ASTM F2700 is the Standard Test Method for Unsteady-State Heat Transfer Evaluation of Flame Resistant Materials for Clothing with Continuous Heating. This test method is intended for the determination of the heat transfer performance (HTP) value of a material, a combination of materials, or a comparison of different materials used in flame resistant clothing for workers exposed to combined convective and radiant thermal hazards.
This test method evaluates a material’s unsteady-state heat transfer properties when exposed to a continuous and constant heat source. In the test method, a swatch of fabric is positioned horizontally and exposed to a two cal/second flame. A sensor measures the amount of energy that passes through the fabric during the exposure. Once sufficient heat has passed through the fabric to cause 2nd degree burn, the flame exposure is terminated. The difference between the amount of energy the fabric is exposed to, and the amount of energy that passes through the fabric during the exposure, is essentially that fabric’s HTP. (3)
This video by Waxman Fibres shows the ASTM F2700 HTP Test on Protal 5 fabric:
It’s important to note that this test method does not predict skin burn injury from the heat exposure, as it does not account for the thermal energy contained in the fabric specimen after the test. Because fabric can store heat that can transfer onto a worker’s body after the exposure to flame ceases, it is quite possible that a worker could be burned when exposed to hazard equal to his/her FRC’s HTP; this issue is addressed by ASTM F2703.

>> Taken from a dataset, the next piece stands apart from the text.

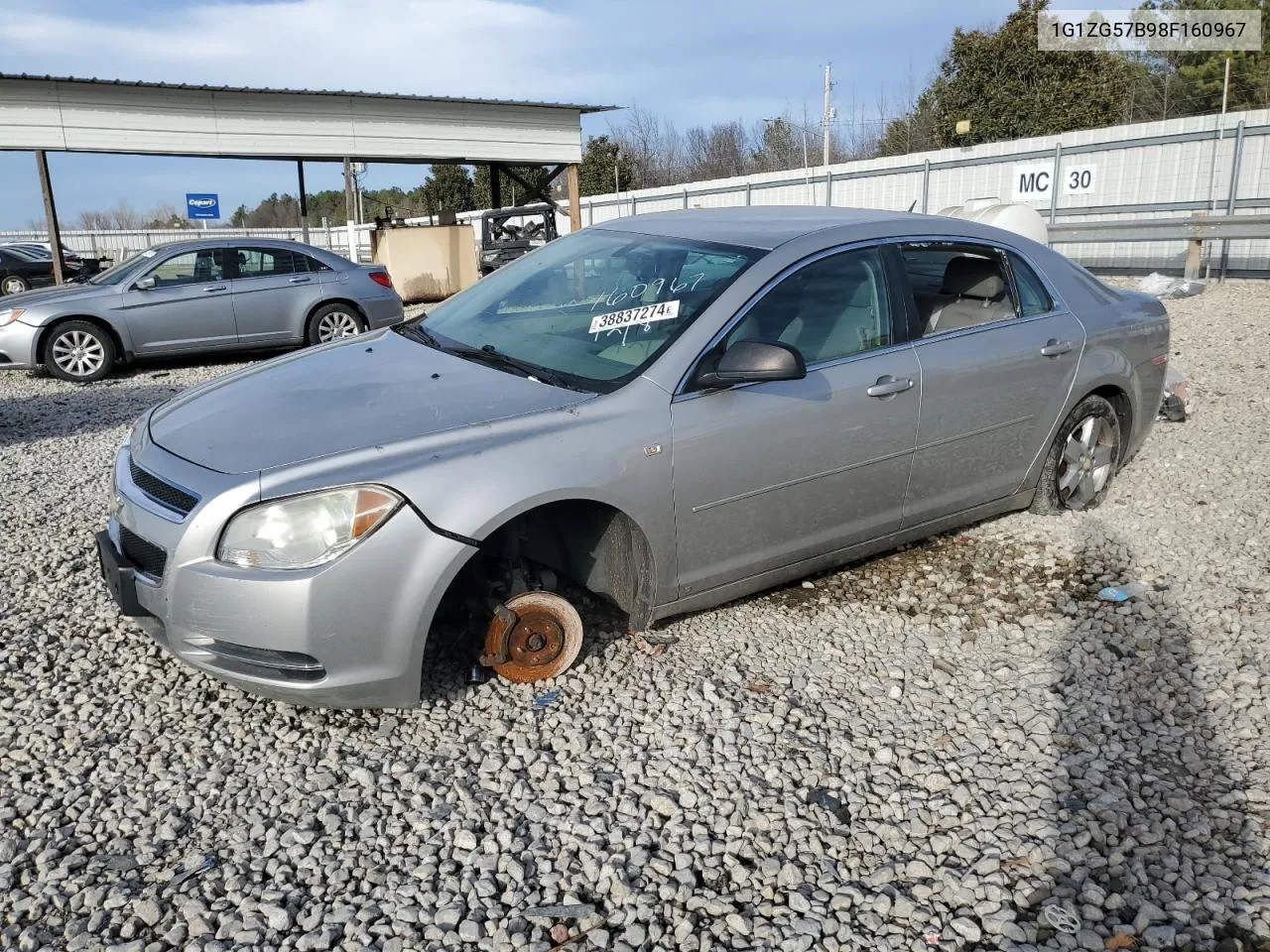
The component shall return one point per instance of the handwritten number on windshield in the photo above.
(639, 289)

ASTM F2703 is the Standard Test Method for Unsteady-State Heat Transfer Evaluation of Flame Resistant Materials for Clothing with Burn Injury Prediction. This test is extremely similar to ASTM F2700 except it uses an iterative approach to predict the onset of burn, including any impact from heat stored in the fabric after the exposure to flame has ceased.

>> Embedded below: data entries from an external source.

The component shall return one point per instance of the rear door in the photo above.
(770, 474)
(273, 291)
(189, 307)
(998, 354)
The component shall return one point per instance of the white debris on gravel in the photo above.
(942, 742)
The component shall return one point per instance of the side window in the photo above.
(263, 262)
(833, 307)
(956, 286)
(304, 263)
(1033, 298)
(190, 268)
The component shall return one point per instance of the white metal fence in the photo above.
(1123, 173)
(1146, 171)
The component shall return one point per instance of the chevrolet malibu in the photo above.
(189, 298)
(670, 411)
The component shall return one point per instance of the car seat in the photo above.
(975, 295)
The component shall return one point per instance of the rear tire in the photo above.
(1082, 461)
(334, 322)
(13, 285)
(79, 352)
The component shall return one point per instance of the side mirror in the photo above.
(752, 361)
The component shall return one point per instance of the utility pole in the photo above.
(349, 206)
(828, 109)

Mirroring the test in ASTM F2700, ASTM F2703 exposes the fabric until burn is predicted. In ASTM F2703, the sensor continues to record for at least another 30 seconds capturing the impact of heat that is stored in the fabric. Then a second test is performed with a shorter exposure to determine if burn would occur within approximately 30 seconds after the end of the flame exposure. If burn occurs, another test is performed and the exposure is further shortened. If no burn occurs, then another test is run at a time halfway between the exposure of the first and second tests. This continues until the exposure is within 0.5 cal of predicted burn, which is the fabric’s Thermal Performance Estimate (TPE). (4)
Higher values of Thermal Performance Estimate ratings determined in this test associate to higher values of thermal (convective and radiative) energy protection against a predicted skin burn injury. The HTP method is considered a more uniform and consistent method to measure the impact on the wearer than was TPP. (1)
Contrary to ASTM F1930, which is extremely complex and requires a high degree of technical expertise in both the test set-up and operation, the ASTM F2700 HTP test is smaller in scale and less expensive to conduct. HTP can be conducted on fabric to assure it doesn’t change but this test does not account for the impact of thermal garment shrinkage on predicted injury.
It’s important to note that the ASTM F2700 test standard is used to measure and describe the response of materials, products, or assemblies to heat under controlled conditions, but does not by itself incorporate all factors required for fire hazard or fire risk assessment of materials, products or assemblies under actual fire conditions.
This is why NFPA 2112-2012 specifies both ASTM F2700 and ASTM F1930.